Thursday, March 15, 2012

On Tour Again: Chengdu Book Worm Lit Fest



It was a grey day in Hong Kong: with low misty clouds, when i set off to Chengdu.

It's an odd feeling for me to fly into China. It feels in some ways like going back in time. It also feels like coming alive again, and when I landed the weather was pretty similar, though about 10 degrees colder.

I'm here for the Chengdu Bookworm Literary festival: one of my favourites. I was here last, four years ago, when Rob Gifford and I (apparently) argued spectacularly about the veracity of our stories. People are still talking about that night here.

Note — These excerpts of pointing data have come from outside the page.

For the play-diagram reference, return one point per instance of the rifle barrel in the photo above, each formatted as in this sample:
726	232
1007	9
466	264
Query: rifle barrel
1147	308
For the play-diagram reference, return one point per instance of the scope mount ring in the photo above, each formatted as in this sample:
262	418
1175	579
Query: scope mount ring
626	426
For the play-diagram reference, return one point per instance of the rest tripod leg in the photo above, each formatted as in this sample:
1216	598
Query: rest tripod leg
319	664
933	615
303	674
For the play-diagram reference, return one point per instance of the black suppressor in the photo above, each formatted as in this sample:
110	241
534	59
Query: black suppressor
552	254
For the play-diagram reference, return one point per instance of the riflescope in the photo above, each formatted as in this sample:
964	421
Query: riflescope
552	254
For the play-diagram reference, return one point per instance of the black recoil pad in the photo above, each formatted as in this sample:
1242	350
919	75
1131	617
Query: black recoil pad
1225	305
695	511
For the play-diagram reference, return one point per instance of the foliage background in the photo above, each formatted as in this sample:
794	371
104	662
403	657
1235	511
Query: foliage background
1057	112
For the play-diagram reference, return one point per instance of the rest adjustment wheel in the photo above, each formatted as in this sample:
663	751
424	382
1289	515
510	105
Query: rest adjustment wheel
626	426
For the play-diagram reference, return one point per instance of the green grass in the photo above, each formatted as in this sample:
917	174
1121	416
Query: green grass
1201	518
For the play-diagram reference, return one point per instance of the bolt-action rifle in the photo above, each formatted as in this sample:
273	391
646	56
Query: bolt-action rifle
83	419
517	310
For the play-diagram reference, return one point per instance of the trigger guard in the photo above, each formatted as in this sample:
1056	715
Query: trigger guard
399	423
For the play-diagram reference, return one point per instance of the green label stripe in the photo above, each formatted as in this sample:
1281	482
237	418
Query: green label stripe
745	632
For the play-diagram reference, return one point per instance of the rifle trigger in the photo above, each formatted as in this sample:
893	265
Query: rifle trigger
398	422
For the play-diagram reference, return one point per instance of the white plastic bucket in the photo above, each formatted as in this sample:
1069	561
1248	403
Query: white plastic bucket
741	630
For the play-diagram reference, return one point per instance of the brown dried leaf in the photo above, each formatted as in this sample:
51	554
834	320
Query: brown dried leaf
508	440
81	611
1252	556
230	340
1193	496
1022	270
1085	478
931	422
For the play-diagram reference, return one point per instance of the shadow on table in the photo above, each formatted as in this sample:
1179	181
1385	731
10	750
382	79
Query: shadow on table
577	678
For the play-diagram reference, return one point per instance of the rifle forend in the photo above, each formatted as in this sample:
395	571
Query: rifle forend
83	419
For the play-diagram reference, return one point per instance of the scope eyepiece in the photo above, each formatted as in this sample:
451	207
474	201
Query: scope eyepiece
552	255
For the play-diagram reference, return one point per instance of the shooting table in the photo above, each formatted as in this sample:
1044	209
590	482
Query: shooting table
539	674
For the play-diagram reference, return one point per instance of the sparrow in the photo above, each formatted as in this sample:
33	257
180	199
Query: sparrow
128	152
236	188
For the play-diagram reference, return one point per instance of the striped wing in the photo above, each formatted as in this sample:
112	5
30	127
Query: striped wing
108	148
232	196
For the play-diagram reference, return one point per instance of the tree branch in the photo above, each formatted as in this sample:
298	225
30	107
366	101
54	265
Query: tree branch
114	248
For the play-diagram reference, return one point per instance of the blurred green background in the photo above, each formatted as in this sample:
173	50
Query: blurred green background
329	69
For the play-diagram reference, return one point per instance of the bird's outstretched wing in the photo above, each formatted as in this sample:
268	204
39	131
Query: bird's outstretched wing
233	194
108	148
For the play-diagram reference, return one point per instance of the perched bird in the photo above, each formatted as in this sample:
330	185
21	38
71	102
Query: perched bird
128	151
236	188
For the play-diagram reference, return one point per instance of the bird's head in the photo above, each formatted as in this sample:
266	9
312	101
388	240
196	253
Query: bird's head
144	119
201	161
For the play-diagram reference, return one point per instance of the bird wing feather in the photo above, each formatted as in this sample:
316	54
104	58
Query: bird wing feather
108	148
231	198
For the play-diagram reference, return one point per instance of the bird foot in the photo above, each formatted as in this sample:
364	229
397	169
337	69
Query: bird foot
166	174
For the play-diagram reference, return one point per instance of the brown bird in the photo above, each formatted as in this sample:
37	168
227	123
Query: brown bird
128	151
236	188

The hotel is the same. The Kempinski: and you can tell how far china has moved on now in the quality of the hotel staff and hte reception you get at these places. Otherwise they're much the same. Pretty girls playing the piano in the lobby, men sipping tea, and men handing out hooker cards at the front door.



I spent the afternoon walking some back streets, and while much about china has changed, the back streets have not. The Chinese do cities well: they're cities that you walk around, they are cities on a human scale with all kinds of odd shops and activities happening on the pavement and in hte open doorways of shops, that double as houses, with people sitting in bed, with thick duvets pulled over their legs.



I was there for the launch night: a feast of speeches in Chinese and English, including a government spokesman, from the investment council of Sichuan province. Some things never change, and speeches are one of them. But I nipped out half way and went back to a little back street I found where there were on street restaurants: and sat on a rickety iron stool, and had yu xiang aubergine, pigs stomach and jia chang dofu.

The back to the Chengdu Bookworm and lit fests are best when the events are over and you get to talk to the people there. I like the folk at Chengdu: many of whom were the same and were kind enough to come along and say hi, and those who i had never met before.